Novo trabalho da banda aposta em rock intenso, produção cinematográfica e letras que encaram o passado como aprendizado e redenção
Em “Camino a Nunca Más”, a banda Ramdel conduz o ouvinte por um percurso sensível entre a perda e a reconstrução. O disco se constrói como uma travessia íntima, onde a nostalgia não paralisa, mas dialoga diretamente com a ideia de renascimento. Cada faixa funciona como uma estação emocional, marcada por cicatrizes do passado e pela busca constante de uma nova luz.
Musicalmente, o álbum apresenta um panorama sonoro amplo e bem trabalhado. Guitarras potentes dividem espaço com atmosferas densas e envolventes, enquanto a voz conduz a narrativa com intensidade e humanidade. Gravado e produzido em Los Angeles por Fabrizio Grossi, conhecido por trabalhos com Steve Vai, Alice Cooper e Joe Bonamassa, o disco equilibra a força orgânica do rock tocado ao vivo com uma produção moderna, detalhista e cinematográfica.

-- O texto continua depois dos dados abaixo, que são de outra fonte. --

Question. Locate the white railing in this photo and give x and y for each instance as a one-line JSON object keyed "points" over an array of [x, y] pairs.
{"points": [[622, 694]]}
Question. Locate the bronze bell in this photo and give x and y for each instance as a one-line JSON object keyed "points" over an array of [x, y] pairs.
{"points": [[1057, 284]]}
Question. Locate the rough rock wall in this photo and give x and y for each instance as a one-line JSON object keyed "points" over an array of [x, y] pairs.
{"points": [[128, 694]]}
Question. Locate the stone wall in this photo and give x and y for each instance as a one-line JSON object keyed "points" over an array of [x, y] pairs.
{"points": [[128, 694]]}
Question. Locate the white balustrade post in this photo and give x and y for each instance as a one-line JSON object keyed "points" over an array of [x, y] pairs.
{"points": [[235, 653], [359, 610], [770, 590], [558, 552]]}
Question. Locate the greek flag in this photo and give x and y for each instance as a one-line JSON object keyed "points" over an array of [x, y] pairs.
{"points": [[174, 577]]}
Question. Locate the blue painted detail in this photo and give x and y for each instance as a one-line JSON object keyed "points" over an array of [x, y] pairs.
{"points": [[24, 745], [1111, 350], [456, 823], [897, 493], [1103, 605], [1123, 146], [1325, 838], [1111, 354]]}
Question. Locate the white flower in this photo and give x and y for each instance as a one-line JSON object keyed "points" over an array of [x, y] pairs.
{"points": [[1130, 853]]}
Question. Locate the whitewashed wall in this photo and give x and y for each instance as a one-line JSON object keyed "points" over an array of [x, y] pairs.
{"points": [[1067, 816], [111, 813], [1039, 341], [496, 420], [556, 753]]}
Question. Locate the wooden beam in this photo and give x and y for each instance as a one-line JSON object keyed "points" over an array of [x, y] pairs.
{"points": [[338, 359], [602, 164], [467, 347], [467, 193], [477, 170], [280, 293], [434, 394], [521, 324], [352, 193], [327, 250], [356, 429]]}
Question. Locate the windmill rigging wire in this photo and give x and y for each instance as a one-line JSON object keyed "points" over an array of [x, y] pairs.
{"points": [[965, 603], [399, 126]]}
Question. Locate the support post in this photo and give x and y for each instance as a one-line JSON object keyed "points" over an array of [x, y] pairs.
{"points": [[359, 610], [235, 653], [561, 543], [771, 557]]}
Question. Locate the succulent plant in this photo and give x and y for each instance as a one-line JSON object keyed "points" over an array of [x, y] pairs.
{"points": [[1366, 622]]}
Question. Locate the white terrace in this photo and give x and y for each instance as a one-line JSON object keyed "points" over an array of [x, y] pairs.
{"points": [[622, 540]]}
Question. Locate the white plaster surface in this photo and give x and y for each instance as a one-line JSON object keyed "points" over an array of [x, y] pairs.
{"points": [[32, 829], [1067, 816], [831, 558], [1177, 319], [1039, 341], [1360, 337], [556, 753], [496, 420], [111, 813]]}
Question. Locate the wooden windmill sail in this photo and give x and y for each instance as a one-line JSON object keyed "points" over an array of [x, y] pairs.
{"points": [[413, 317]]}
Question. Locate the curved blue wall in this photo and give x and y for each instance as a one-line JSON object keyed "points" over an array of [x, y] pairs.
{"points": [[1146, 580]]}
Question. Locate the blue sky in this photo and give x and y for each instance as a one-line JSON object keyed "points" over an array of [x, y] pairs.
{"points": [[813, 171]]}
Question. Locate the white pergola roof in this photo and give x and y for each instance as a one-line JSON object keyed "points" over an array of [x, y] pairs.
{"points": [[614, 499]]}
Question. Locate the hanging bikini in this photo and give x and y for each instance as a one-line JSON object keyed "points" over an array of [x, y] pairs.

Entre os destaques do álbum está o single “Mi Pasatiempo”, que conta com participações especiais de Carlos Escobedo, da banda Sôber, e de Jorge Salán, conhecido por seu trabalho no Mägo de Oz. A canção, composta por Ramón Delgado em parceria com Escobedo, aborda o fim de uma relação tóxica sob a ótica da libertação emocional. O amor que antes feria passa a ser compreendido como aprendizado, deixando de pesar.
Longe de se prender à melancolia, “Mi Pasatiempo” cresce e se transforma ao longo da música. O verso “esta noche hay que disfrutar” surge como um manifesto de presença e movimento, reforçando a urgência de viver o agora. O medo se dissolve, a opinião alheia perde importância e o passado deixa de ditar os rumos do presente, abrindo espaço para uma sensação intensa e libertadora de eternidade momentânea.
Com “Camino a Nunca Más”, o Ramdel reafirma que o rock também pode ser um caminho de redenção. As letras carregadas de simbolismo e sinceridade iluminam tanto as sombras quanto as luzes das emoções humanas, criando uma conexão direta e honesta com quem escuta. Há maturidade artística, mas também coragem para expor fragilidades e transformá-las em força criativa.
O novo trabalho convida o público a acompanhar a banda em uma viagem sem retorno para aquilo que ficou para trás. Amores perdidos, sonhos que mudaram de forma e memórias que ainda deixam marcas aparecem como parte essencial do percurso. Sem abrir mão da paixão pelo rock clássico, o Ramdel dialoga com a modernidade e desafia o ouvinte a fugir do lugar-comum, reafirmando o poder de uma música feita com convicção, identidade e coração.